Diana: For us, this vulnerability teaches us a great deal—above all, humility. When we are out there and feel the cold, the rain, or the sun, we become aware of how small and insignificant we are in comparison to the grandeur and power of nature.

So yes, we understand vulnerability as a profound source of knowledge—one that helps us, among many other things, to let go of our ego and to understand that we are only a small part of a far more complex web.


Sometimes mountains cry too. 2021. Limestone rockfall, sun, rain, wind, pine resin on acrylic on natural cotton canvas, exposed on a blanket of esparto grass and limestone for two months.. 195 cm x 130 cm x 3 cm.

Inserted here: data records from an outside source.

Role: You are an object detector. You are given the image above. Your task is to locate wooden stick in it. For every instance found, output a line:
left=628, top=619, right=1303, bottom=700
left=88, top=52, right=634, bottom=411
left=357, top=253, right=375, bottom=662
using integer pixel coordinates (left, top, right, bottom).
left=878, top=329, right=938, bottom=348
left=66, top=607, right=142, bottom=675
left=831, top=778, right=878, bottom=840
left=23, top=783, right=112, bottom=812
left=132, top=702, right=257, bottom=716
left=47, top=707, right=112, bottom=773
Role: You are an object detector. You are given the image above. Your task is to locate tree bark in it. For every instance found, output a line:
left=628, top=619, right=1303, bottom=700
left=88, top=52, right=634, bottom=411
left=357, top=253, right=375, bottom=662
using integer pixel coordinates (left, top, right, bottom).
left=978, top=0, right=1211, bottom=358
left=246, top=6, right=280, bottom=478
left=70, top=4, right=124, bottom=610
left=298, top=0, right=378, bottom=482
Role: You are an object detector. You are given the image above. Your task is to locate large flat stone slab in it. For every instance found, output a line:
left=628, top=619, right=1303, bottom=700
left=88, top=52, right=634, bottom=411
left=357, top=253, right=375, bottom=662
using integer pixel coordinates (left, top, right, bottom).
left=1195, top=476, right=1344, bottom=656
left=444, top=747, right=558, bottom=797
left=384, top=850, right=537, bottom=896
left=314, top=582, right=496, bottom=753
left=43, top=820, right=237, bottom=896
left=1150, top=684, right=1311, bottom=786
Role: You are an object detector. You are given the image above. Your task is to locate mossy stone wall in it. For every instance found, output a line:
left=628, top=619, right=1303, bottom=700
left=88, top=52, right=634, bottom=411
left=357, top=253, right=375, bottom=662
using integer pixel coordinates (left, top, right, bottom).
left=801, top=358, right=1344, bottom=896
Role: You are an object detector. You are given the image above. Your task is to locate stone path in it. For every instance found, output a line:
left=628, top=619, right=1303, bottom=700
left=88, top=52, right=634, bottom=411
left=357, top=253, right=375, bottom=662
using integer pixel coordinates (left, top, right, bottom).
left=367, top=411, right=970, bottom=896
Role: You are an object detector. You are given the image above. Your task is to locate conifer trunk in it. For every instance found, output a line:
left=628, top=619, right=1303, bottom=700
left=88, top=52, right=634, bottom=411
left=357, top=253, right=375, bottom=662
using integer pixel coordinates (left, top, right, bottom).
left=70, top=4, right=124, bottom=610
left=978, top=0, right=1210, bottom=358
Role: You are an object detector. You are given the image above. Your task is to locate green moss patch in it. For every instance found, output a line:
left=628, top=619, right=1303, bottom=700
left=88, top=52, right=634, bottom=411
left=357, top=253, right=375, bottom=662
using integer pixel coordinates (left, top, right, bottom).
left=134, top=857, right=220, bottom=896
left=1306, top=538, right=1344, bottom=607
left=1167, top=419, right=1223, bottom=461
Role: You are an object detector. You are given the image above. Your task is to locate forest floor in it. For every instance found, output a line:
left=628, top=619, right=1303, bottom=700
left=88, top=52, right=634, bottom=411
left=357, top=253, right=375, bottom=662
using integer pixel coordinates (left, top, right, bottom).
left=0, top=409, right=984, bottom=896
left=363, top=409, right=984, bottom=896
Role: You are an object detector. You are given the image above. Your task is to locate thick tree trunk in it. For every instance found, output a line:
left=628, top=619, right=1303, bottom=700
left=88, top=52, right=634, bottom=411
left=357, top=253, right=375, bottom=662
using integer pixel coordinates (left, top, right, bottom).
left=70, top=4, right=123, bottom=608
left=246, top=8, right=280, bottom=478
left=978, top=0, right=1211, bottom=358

Your works often emerge from prolonged processes of exposure to the environment. Could it be said that the material—the fabrics, the pigments, the traces of the environment—acts as a memory that time writes on you as much as you write on it?

Álvaro: This is a topic for a long conversation, sitting on a rock—it would be very stimulating. But if experiences shape people’s inner lives and define who we are in the present moment, then I would say yes, especially in that sense.

Leaving our comfort zone has led us to learn from the perseverance of plants and the geological calm of mountains. Through this process, we have reconciled ourselves with time, with the environment, with nature, with ourselves, and even with our own practice. Just as fabrics hold the memory of a place, we have relearned how to pay attention and how to understand. Ultimately, it is a way of deepening our capacity to feel.


The fox and his tricks. 2022. Detail.


To what extent do you plan your work, and how much space do you leave for the unexpected—or even for mistakes?

Diana: Our planning is limited to an initial hypothesis. We choose the materials, colours, places, and sometimes even the specific location, but we leave as much room as possible for the unexpected to occur. In the end, that is what it is really about: allowing nature to speak and life to unfold. For us, both the unexpected and mistakes are part of the world’s complexity, and within that complexity we find a form of natural beauty.